Dazwischen finden sich ein paar Nummern, die sich einer Schublade eher verweigern, der verspielte „Ice Cream Man“ gehört ebenso dazu wie die punkige Clash-Referenz „I Broadcast“. Bei „Ong Ong“ und „Pyongyang“ wird man kurz daran erinnert, dass die Kunst des Weglassens auch keine kleine ist, geschenkt – warum nicht auch mal den dargebotenen Longdrink samt Sonnenschirmchen nehmen, wenn er denn so verführerisch in der Abendsonne glitzert. Die Gesamtleistung des Quartetts wird dadurch jedenfalls nicht geschmälert, sie haben es tatsächlich geschafft, auf „The Magic Whip“ (wie man platterweise gern sagt) Tradition und Moderne zu verbinden und das Ergebnis klingt beileibe nicht so, als würden ein paar Berufsjugendliche auf dem letzten Retroloch pfeifen. Man darf also gespannt sein, ob auch Mogwai wieder ein passendes Shirt zum Comeback am Start haben … http://www.blur.co.uk/de

Die Sterne: Picknicker

Ein klein wenig schien es schon vergessen zu sein, dabei war "Flucht in die Flucht" ein wirklich feines Album und Frank Spilker und Die Sterne noch immer am Drücker. Nun sitzt er für das Video von "Drei Akkorde" gemütlich klampfend mit versammelter Mannschaft beim Picknick im Park und läßt das Unterhaltungsprogramm von Regisseur Robin Hinsch geduldig an sich vorüberziehen.

Mittwoch, 22. April 2015

Martin Gore: Wesentliches

Martin Gore
„MG“
(Mute)

In den Moment, wo man’s hinschreibt, wirkt es fast ein wenig anmaßend – und doch entspricht es den Tatsachen: Martin L. Gore hat gerade mit über fünfzig sein Solodebüt veröffentlicht. Zugegeben, ganze 35 Jahre hat er maßgeblich den Erfolg von Depeche Mode gelenkt und mitgestaltet, zwei EPs mit gecoverten Songs (Counterfeit/Counterfeit²) gehören ebenso zu seinem Output wie ein gemeinsames Album mit dem Ex-Kollegen Vince Clarke (VCMG) und diverse Kooperationen und Gastauftritte. Aber eigene Songs eben, auf Longplayerformat? Premiere. Möchte man gar nicht glauben, andererseits ist ja auch nichts Ehrenrühriges daran, sich nach so langer Zeit der Zuarbeit und der Kompromisse mal zur Abwechslung um’s eigene Ego zu kümmern. Konsequenterweise tut Gore das in instrumentaler Form. Ein jeder weiß, dass seine Stimme markant genug ist, um einem Stadionpublikum Schauer über den Rücken zu schicken, dennoch: Einmal mehr geht es Gore wie schon bei der Kollaboration mit Clarke um das Wesentliche, um musikalische Texturen, Strukturen, um die Faszination des Zusammenspiels von so simplen Komponenten wie Beat, Geräusch und Melodie.
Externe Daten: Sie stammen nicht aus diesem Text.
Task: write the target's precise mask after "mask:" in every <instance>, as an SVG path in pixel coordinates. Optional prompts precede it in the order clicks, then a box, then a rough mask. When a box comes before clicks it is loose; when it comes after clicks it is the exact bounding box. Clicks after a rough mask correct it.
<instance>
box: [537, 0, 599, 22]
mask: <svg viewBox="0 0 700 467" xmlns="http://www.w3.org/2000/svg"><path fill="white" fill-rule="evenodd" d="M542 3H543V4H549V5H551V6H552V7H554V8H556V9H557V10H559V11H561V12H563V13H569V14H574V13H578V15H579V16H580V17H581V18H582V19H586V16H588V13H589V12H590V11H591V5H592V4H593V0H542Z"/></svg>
Sechzehn minimalistische Kompositionen also, einige davon schon während der Arbeiten am letzten Depeche-Mode-Album „Delta Machine“ entstanden (und für Gore zu wertvoll, um sie einfach verschwinden zu lassen), versehen mit kryptischen, futuristischen Titeln wie „Elk“, „Spiral“, „Brink“ oder „Featherlight“. Sie Fingerübungen zu nennen wäre wohl unzureichend, besitzen sie doch genügend Tiefe, Vielfalt und vor allem die Fähigkeit, die eigene Fantasie anzuregen, so dass sie es mühelos mit klassischen Songs aufnehmen könnten. Gore selbst betont gern den filmischen Aspekt seiner Arbeiten und tatsächlich entwickeln sie sich, gönnt man ihnen die nötige Zeit, zu einer Art Soundtrack für’s private Kopfkino. Und so bewusst, wie er auf jedweden Vokalpart verzichtet, bleibt sein Ansatz ein strikt synthetischer – für all jene, welche den Einsatz von Bluesgitarren bei Depeche Mode als Irrweg zu verdammen nicht müde werden, sollte ein rein technoides Album wie dieses grenzenlosen Jubel auslösen. Am Ende bleibt es aber ein Liebhaberstück für wenige, dem der Weg ins Formatradio erspart bleiben wird. Und das ist schon wieder eine gute Nachricht. http://www.martingore.com/

Violent Femmes: Glückliche Liebe für schnelle Pferde

Zeit, sich noch einmal zu sammeln und den Record Store Day Revue passieren zu lassen. Und da fällt auf, dass ja die Violent Femmes mit ihrer EP "Happy New Year" im Vorfeld zwar schon Thema waren, aber die Auflösung des Komplettpaketes noch aussteht. Hier also alle vier Songs der 12" im Stream, als da wären "Happy New Year Next Year", "Love Love Love Love Love", "Good At/For Nothin" und "Fast Horses".

Dienstag, 21. April 2015

PINS: Girls a Go Go

Ja, das gefällt uns: Faith Holgate, Lois McDonald, Anna Donigan und Lara Williams - vier Teenager aus Manchester, die unter dem Namen PINS in ihrer Freizeit offensichtlich nicht nur Bierdosen zerbeissen, sondern auch fleißig Musik hören, zum Beispiel die von den Go-Go's und Belinda Carlisle. So nämlich klingt ihr Song "Young Girls", der wiederum vom bald erscheinenden Album "Wild Nights" stammt. 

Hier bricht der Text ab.